Building Too Much House
Just because you have a gigantic lot doesn’t mean you have to put an equally giant house on it. Suppose you live in a neighborhood filled with smallish single story homes. You decide you need more space so you add another bedroom and/or bathroom to the back of the home. Not a problem, from the street your home appears pretty much the same. You fit in with the rest of your neighbors. But what happens when you build up rather than back? All of a sudden you stick out like the proverbial sore thumb. Not only that when it comes time to sell you probably won’t get your investment money back. Buyers looking for larger homes tend to gravitate towards neighborhoods filled with larger homes.
You have a massive green thumb and don’t mind spending hours in the garden trimming the rose bushes, edging pathways or mowing large expanses of lawn. Or, you have a gardener that comes by once a week to maintain your creation. Not all buyers have the luxury of time and money to spend on the upkeep of an elaborate garden, nor will that garden increase the value of the home. Some buyers may walk away; others may underbid your asking price after mentally considering the work involved to keep things looking nice.
Upgrading your kitchen and/or bathroom is one of the best ways to get the best price for your home. That is, if you are consistent with your upgrades. If your kitchen has dated linoleum or laminate counters and you add stainless steel appliances, it’s just going to look odd. Replacing the plumbing in the bathroom without updating the flooring and the cabinets has the same effect. You will most likely get a bit more for you home than if you left the rooms in their original state. But, spending a bit more on the cosmetic side of the renovation could have netted you a lot more. Another thing, if you have a moderately priced home, don’t put in a million dollar home bathroom. All the marble in the world won’t change the fact that your house is a two bedroom starter property in a modest neighborhood.

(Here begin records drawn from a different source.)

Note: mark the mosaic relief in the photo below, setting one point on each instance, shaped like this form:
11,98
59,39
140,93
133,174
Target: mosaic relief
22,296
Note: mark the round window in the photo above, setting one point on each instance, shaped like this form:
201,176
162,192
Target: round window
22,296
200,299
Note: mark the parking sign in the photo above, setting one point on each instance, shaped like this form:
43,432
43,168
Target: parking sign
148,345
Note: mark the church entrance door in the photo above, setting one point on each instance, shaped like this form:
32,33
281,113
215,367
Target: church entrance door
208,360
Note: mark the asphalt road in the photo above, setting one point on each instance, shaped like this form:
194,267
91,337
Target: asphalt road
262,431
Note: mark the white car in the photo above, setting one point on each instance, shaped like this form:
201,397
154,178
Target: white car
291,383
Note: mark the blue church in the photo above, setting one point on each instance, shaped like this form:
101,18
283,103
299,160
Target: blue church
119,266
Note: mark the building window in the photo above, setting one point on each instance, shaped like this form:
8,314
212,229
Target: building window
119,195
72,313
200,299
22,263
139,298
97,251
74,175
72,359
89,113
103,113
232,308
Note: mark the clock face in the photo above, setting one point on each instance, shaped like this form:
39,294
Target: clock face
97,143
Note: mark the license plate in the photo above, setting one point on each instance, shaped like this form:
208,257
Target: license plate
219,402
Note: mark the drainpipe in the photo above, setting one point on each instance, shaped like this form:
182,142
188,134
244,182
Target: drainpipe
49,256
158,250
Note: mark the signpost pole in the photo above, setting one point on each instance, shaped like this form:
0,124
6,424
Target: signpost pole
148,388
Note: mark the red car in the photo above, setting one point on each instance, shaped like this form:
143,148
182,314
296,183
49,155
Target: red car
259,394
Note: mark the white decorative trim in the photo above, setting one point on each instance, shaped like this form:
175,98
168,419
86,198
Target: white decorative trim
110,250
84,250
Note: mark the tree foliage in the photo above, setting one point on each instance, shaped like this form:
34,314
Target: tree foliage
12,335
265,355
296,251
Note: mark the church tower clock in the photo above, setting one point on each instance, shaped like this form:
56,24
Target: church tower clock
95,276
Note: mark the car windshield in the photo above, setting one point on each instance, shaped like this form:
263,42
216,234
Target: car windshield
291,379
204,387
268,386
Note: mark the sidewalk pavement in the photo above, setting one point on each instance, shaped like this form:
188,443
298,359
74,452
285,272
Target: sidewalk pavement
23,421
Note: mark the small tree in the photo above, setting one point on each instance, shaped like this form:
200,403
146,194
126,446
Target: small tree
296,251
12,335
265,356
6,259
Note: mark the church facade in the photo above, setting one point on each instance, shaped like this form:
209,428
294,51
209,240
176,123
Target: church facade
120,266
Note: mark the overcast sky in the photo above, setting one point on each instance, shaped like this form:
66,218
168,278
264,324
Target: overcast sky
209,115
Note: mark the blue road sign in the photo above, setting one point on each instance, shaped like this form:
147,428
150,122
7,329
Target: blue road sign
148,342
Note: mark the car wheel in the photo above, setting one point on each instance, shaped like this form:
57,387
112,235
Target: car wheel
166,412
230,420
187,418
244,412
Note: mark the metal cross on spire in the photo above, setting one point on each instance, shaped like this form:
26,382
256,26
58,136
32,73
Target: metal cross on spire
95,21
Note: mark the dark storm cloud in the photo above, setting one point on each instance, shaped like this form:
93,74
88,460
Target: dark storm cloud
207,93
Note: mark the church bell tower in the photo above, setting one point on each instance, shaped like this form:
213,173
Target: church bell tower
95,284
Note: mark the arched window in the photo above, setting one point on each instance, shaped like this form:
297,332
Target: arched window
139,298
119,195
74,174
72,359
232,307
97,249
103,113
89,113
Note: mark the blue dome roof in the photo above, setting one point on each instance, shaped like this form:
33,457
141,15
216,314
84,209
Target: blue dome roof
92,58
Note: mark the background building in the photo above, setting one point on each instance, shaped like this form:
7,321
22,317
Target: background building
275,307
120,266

Do Your Really Want Carpeting?
Once upon a time wall-to-wall carpeting was a plus in a new home. Remember the shag carpet, thick enough to sink your toes in and even lie down and take a comfortable snooze? Those days are gone. Carpets are usually harder to keep clean that the more desirable hardwood or laminate flooring in today’s homes. Besides, your color choice might be a put off for potential buyers even if they aren’t opposed to carpet in at least some of the rooms. Chances are you’ll put in a lot of money installing new carpet, with nothing in return.
Improvements vs. Maintenance
Putting in new plumbing or a new heater or air conditioner is part of keeping a home properly maintained. Don’t expect this to improve the value of your home even if you’ve decided to upgrade to a new no-fuss central vacuum system. Electrical systems, hot water heaters, anything to do with the proper functioning of sinks, showers, bathtubs and toilets are the basics in a home, not window dressing. Without these items in good working order, your home may not sell at all.